If you haven't heard about it already, "Collaborative Law" has become a hot topic among divorcing spouses. What is it? Simply put, collaborative divorce happens when a couple agrees to work out a divorce settlement without going to court and is a good option for those trying to avoid the financial and emotional damage of a controversial divorce.
One of the biggest questions people tend to have is what sets it apart from other dispute resolutions, such as mediation or arbitration. Collaborative law has three main aspects to it that makes it different.
- The parties must agree to negotiate in good faith and to be fully forthcoming and transparent.
- Each spouse must retain a collaboratively trained attorney.
- Each party must sign a Participation Agreement acknowledging that they will adhere to the principles of collaborative law. If either party decides to go to court, then both parties agree that they will retain new attorneys and, if applicable, new "experts".
How Does It Work?
The parties and their attorneys will have an initial meeting in which they will identify the specific issues in their divorce. After the issues are identified, an agenda and schedule are created that will guide the parties moving forward. Where this differs from a traditional divorce, is that the schedule created in collaborative law can be modified to meet the wants or needs of the parties at any time. Whereas in a traditional divorce, the Court is the dictator of the timeline and your feelings or needs are not taken into consideration. At this first meeting, it will be decided if there is a need for any other collaboratively trained professionals. Depending on the situation, such professionals are divorce coaches, child specialists and financial specialists. These professionals are neutrals and they are chosen and retained by both parties. Their job is to provide impartial recommendations and assist the parties in the decision making process.

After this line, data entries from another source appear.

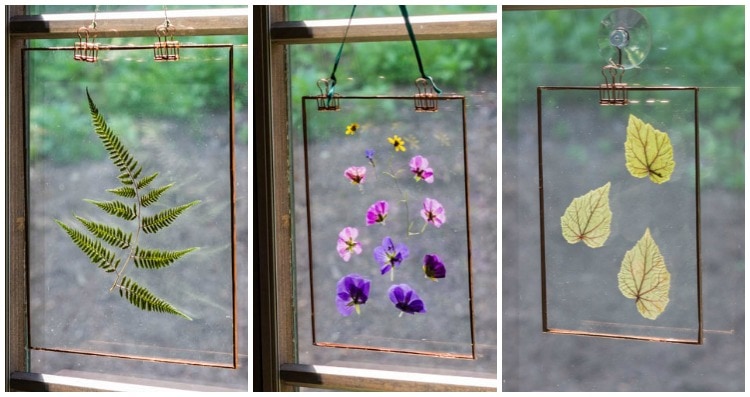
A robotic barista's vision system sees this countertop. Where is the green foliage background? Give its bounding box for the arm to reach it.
[502,6,745,190]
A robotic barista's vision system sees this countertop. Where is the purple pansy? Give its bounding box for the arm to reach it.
[388,284,427,316]
[336,273,370,317]
[372,237,409,280]
[336,227,362,262]
[344,166,367,185]
[409,156,435,183]
[365,200,388,226]
[422,254,445,281]
[419,198,445,227]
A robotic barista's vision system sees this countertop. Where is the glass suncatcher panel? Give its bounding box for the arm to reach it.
[25,45,237,369]
[537,87,702,343]
[300,96,474,358]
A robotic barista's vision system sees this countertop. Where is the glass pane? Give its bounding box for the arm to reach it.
[26,45,242,382]
[290,37,498,379]
[304,97,474,358]
[540,88,700,343]
[502,6,746,392]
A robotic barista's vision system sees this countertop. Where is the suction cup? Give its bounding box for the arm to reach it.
[598,8,651,69]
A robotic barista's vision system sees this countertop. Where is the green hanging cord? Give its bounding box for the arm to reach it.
[398,6,442,94]
[326,6,357,106]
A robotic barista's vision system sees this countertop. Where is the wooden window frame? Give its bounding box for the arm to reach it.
[5,5,249,391]
[253,6,497,391]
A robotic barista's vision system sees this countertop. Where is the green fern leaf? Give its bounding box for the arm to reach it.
[107,186,135,198]
[86,88,138,178]
[84,199,138,221]
[136,172,159,189]
[76,216,133,249]
[141,200,200,233]
[133,247,198,269]
[55,219,120,272]
[141,183,174,207]
[120,277,193,321]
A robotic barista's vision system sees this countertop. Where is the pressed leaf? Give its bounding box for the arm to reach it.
[133,247,198,269]
[141,200,200,233]
[120,277,192,320]
[107,186,135,198]
[141,183,174,207]
[86,88,140,178]
[84,199,138,221]
[617,228,670,320]
[76,216,133,249]
[560,182,612,248]
[55,219,120,272]
[625,114,675,183]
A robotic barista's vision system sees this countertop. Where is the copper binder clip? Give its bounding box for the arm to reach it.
[316,79,341,112]
[414,77,437,112]
[73,26,99,62]
[154,21,180,62]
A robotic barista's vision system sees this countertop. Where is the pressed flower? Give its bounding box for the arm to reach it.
[420,198,445,227]
[346,123,359,135]
[344,166,367,185]
[365,149,375,167]
[336,227,362,262]
[388,135,406,152]
[372,237,409,280]
[409,156,435,183]
[388,284,427,317]
[422,254,445,281]
[365,200,388,226]
[336,273,370,317]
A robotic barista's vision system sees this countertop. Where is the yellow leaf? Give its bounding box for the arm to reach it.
[625,114,674,183]
[617,228,670,320]
[560,182,612,248]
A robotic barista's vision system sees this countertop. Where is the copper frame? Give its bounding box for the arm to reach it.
[22,43,240,369]
[302,95,477,359]
[537,84,704,345]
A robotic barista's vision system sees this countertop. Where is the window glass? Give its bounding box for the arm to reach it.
[290,23,497,378]
[25,38,248,389]
[502,6,745,391]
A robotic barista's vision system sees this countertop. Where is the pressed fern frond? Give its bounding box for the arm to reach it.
[86,88,138,179]
[141,200,200,233]
[141,183,174,207]
[55,219,120,272]
[107,186,135,198]
[55,89,200,320]
[120,277,193,321]
[76,216,133,249]
[84,199,138,221]
[133,247,198,269]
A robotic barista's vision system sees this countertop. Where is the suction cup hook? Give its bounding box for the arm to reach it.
[599,8,651,69]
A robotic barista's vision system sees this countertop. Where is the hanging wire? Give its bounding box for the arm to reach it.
[89,6,99,29]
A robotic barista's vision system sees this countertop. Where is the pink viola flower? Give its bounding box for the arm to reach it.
[409,156,435,183]
[365,200,388,226]
[336,227,362,262]
[344,166,367,185]
[420,198,445,227]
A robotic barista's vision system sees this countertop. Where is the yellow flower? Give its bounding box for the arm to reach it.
[388,135,406,152]
[346,123,359,135]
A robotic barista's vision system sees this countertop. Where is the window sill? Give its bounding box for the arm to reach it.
[281,364,497,392]
[9,371,245,392]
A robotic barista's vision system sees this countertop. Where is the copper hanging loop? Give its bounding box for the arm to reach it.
[414,77,438,112]
[315,79,341,112]
[73,22,99,62]
[599,62,628,106]
[154,19,180,62]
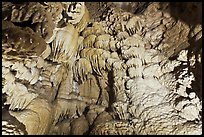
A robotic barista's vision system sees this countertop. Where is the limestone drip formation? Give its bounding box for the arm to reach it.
[2,2,202,135]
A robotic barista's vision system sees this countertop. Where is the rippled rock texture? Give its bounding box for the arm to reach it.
[2,2,202,135]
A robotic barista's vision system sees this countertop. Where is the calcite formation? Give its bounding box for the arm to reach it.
[2,2,202,135]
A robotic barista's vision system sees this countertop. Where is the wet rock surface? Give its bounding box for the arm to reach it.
[2,2,202,135]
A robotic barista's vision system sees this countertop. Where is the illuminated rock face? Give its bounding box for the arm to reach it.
[2,2,202,135]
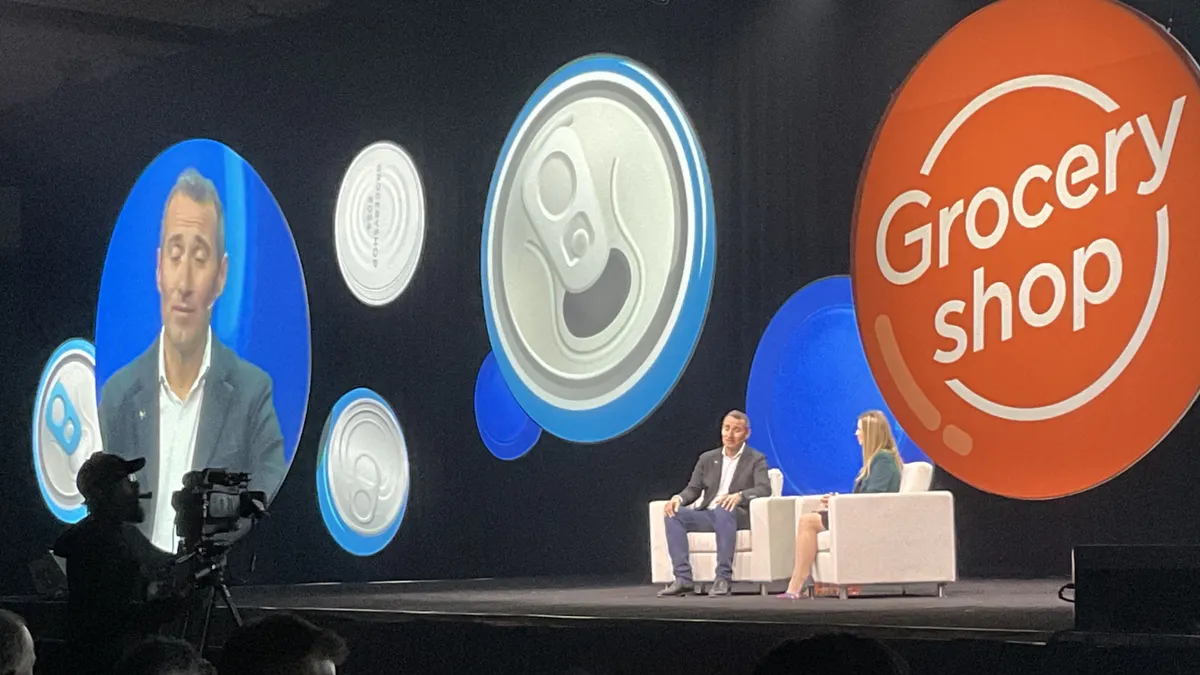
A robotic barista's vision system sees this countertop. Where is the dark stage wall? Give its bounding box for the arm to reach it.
[0,0,1200,590]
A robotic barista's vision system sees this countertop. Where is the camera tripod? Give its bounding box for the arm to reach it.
[181,554,241,655]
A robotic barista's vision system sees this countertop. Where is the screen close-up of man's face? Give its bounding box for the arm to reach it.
[157,192,228,352]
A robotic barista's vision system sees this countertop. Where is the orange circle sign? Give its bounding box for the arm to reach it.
[852,0,1200,498]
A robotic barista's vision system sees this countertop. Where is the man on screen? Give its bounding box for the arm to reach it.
[100,169,287,550]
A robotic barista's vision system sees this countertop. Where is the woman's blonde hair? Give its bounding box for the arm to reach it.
[858,410,904,478]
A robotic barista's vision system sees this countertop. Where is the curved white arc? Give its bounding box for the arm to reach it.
[946,201,1170,422]
[920,74,1121,175]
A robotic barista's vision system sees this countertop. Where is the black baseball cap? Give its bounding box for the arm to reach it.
[76,453,146,502]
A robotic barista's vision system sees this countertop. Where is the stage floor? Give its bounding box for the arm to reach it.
[220,579,1074,643]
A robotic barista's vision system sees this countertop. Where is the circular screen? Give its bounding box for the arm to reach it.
[475,352,541,460]
[481,54,716,442]
[96,139,312,550]
[746,276,929,495]
[32,339,102,522]
[317,389,410,556]
[334,141,425,306]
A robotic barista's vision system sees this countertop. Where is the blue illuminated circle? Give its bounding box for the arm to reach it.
[96,139,312,478]
[475,352,541,460]
[317,388,410,556]
[746,276,929,495]
[480,54,716,443]
[31,338,102,524]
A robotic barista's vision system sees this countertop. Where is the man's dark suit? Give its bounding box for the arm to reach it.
[100,336,288,537]
[666,446,770,585]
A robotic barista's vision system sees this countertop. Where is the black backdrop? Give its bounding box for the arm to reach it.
[0,0,1200,591]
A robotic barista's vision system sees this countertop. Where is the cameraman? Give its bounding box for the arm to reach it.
[54,453,192,673]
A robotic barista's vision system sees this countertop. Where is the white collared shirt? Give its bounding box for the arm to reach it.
[150,328,212,552]
[708,443,746,509]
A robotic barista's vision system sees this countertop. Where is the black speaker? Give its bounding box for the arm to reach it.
[1072,546,1200,635]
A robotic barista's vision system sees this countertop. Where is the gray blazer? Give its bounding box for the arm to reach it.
[678,446,770,516]
[100,335,288,537]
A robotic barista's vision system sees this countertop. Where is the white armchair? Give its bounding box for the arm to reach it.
[796,462,958,598]
[649,468,797,593]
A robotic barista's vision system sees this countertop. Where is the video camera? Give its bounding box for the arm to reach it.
[170,468,268,556]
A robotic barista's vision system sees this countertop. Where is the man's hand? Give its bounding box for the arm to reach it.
[716,492,742,510]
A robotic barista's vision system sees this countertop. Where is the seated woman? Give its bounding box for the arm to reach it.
[778,411,902,599]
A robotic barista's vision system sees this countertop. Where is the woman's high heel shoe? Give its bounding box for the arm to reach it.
[775,578,812,601]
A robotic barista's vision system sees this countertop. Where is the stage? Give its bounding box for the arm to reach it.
[7,579,1198,675]
[220,579,1073,643]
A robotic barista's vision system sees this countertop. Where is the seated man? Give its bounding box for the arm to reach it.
[659,411,770,597]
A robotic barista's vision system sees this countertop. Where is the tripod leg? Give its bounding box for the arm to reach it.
[220,584,241,628]
[199,589,217,655]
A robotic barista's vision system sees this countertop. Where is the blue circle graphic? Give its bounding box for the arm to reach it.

Every divorce is different and certain circumstances may call for different professionals to help you through the process. Whether your divorce will entail certain professionals depends on the needs of your family. In many divorces, the separating spouses have a difficult time altering their lives and more often than not, leads to bitterness or anger. In collaborative law, the divorce coach will guide the parties in communicating directly with one another to maintain civility rather than talking through the attorneys as you would in a traditional divorce proceeding.
One of the main reasons why collaborative divorce is successful is that everyone is working toward a common goal. If the parties believe they can work together in the entirety and strive towards a common goal, then collaborative law may be a beneficial avenue for you.